If $f(x)=T\,f(q)$ , where $T$ is a vertical scaling parameter and since $dq=dx/g$ ,

$\int _{-\infty }^{\infty }f(x)\,dx=Tg\int _{-\infty }^{\infty }f(q)\,dq=Tg$ implies that Tg is the number of events collected times the bin width (in Vs).

Now, with this powerful instrument at hand used with a fitter in Paw, the histograms collected as function of T and V_b were analyzed. It turned out that even histograms with nearly indistinguishable peaks yielded a reasonable fit to this model.

Results for SSPM06

Below is the analyzed data on dark rate, gain and photon detection efficiency (PDE) as function of T and V_b. An attempt was also made at mapping the rate of secondaries (multi-Poisson parameter) as a function of these variables but the small trends perceived in the data were within the parameter's error bars.


Dark rate plotted as a function of bias voltage at extreme and room temperatures and as a function of temperature at different bias voltages. Note the disappearance of temperature dependence at low bias voltage.


SiPM gain plotted as a function of bias voltage at extreme and room temperatures and as a function of temperature at different bias voltages.

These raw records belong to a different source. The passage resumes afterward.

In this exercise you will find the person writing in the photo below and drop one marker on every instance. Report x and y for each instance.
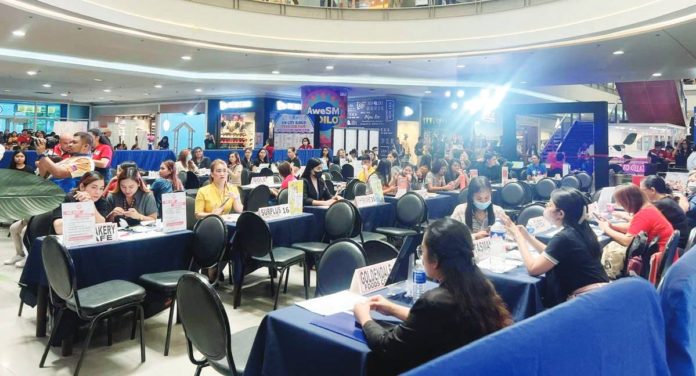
(315, 191)
(463, 308)
(131, 200)
(218, 197)
(478, 213)
(571, 259)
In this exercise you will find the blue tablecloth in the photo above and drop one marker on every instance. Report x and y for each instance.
(678, 298)
(591, 335)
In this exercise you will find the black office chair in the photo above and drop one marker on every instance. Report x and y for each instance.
(209, 244)
(207, 328)
(253, 238)
(93, 303)
(377, 251)
(411, 213)
(257, 198)
(528, 212)
(335, 272)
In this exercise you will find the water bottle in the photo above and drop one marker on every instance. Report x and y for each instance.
(419, 279)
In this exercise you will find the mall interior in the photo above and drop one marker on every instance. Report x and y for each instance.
(595, 97)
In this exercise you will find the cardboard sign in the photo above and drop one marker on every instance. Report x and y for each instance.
(366, 200)
(78, 223)
(174, 211)
(274, 212)
(295, 196)
(106, 232)
(371, 278)
(262, 180)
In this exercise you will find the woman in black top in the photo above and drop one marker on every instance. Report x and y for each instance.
(315, 191)
(571, 259)
(660, 195)
(19, 162)
(464, 308)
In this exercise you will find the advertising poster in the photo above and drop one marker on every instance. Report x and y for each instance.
(237, 130)
(328, 107)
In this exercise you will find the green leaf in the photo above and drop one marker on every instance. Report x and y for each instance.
(23, 195)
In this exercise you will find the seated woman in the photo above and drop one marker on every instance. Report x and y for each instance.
(167, 182)
(571, 259)
(660, 195)
(89, 189)
(219, 197)
(131, 200)
(315, 191)
(435, 180)
(646, 218)
(478, 213)
(464, 308)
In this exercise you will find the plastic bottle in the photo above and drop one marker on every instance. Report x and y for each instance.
(419, 279)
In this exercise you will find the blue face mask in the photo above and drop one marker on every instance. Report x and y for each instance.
(482, 205)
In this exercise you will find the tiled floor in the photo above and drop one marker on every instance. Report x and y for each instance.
(20, 350)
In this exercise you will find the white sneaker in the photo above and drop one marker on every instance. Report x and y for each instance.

Photon detection efficiency as a function of bias voltage at extreme and room temperatures and as a function of temperature at different bias voltages.

Results for Hamamatsu 400 pixel MPPC

Data were collected with the 1mm x 1mm Hamamatsu MPPC using a similar procedure as was used for the Photonique SiPM studies reported above. The integration window was 250 ns wide, and contained all of the positive side of the signal and about 15% of the negative undershoot tail from the differential-coupled output. The data below were taken with a pulse amplitude giving approximately 1pe per pulse, and with the pulser covered to measure the dark rate (last figure). Each run contains about 15000 samples.



Pulse height (V-s) spectrum at fixed pulser intensity and temperature 25°C, and increasing bias voltage V_b = 69.5V (upper left), 70.0V (upper right), 70.2V (lower left), and 71.0V (lower right).

Pulse height (V-s) spectrum with zero pulser intensity and temperature 25°C, and bias voltage V_b = 70.0V.

The black histograms in the plots are the data and the red curves are the best fit to the data using the multi-Poisson model described in a preceeding section, with two modifications.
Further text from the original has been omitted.